おやつとしてタンパク質を摂取できる優れものです。

味の種類も豊富で美味しい上に、タンパク質を10〜15gも摂ることができます

ビタミン類など、タンパク質の代謝に必要な成分も多く含まれており、まさに筋トレのためのおやつと言えるでしょう。

(1本当たり)

カロリー 183cal
タンパク質 15g
糖質 12.1g
脂質 8.5g

【参考】筋トレの効果を高める食事法「ミールプレップ」のやり方を紹介!

筋トレ中はプロテインも積極的に使おう!

プロテインシェイカーを効果的に使うための6つのポイント ドリンクタイプのプロテインは吸収効率がよいので、筋トレ後に摂取することで速やかに超回復のお手伝いをしてくれます

諸説ありますが、ベストなタイミングは「運動後30分以内」。もちろんそれ以降に飲んでも効果がなくなるわけではありません。

また、タンパク質が不足しがちな朝食に取り入れることもおすすめです。

簡単に摂取できるので、忙しい朝でもタンパク質をしっかり摂取することができますよ。

筋トレとタンパク質に関するQ&A

筋トレとタンパク質に関するQ&A

筋トレとタンパク質について、よくある質問にお答えします。この他の質問については、コメント欄にお寄せいただければ返答します。

Q1:タンパク質を摂りすぎるとどうなる?

A.過剰にタンパク質を摂取すると、利用されなかったものは脂肪として体に蓄積されます。

また、タンパク質の摂取後も、糖質の半分くらいの割合でインスリンは分泌されるので、過剰摂取により糖尿病の発症リスクが上がる可能性もあります。

その他、腎機能への影響も懸念されます。

どれだけ高い負荷の筋トレを行っていても、2g/体重kg/日は超えない方が良いでしょう

【参考】タンパク質の過剰摂取がもたらす影響とは!?

Q2:タンパク質を摂取するタイミングは?

A.基本的には1日3食+筋トレ後に摂取するのが良いでしょう。

中高年以上の方の1食あたりのタンパク質推奨量は30gと報告している研究があります。

1食当たりのタンパク質量が過剰であっても、筋肉合成に使われず脂肪となるものが出てくるからです。

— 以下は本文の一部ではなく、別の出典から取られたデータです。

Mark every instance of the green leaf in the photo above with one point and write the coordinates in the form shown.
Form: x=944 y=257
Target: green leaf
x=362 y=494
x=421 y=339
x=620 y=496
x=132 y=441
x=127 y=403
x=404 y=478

これを参考に1食30g以下とし、足りなければ間食として補う方が良いでしょう

食事の回数を分けて空腹時間を短くすることで、筋肉の分解を防ぐこともできます。

ただし、あくまでもカロリーオーバーにならないように気をつけながら間食を取り入れてください。

【参考】筋トレ中の間食にナッツがおすすめの理由とは?

まとめ

筋トレ中のタンパク質について紹介しました。

筋肉量を維持・増量させるためには、タンパク質を意識して摂取する必要があります

今回紹介した食べ物や方法を取り入れて、理想の身体を手に入れましょう。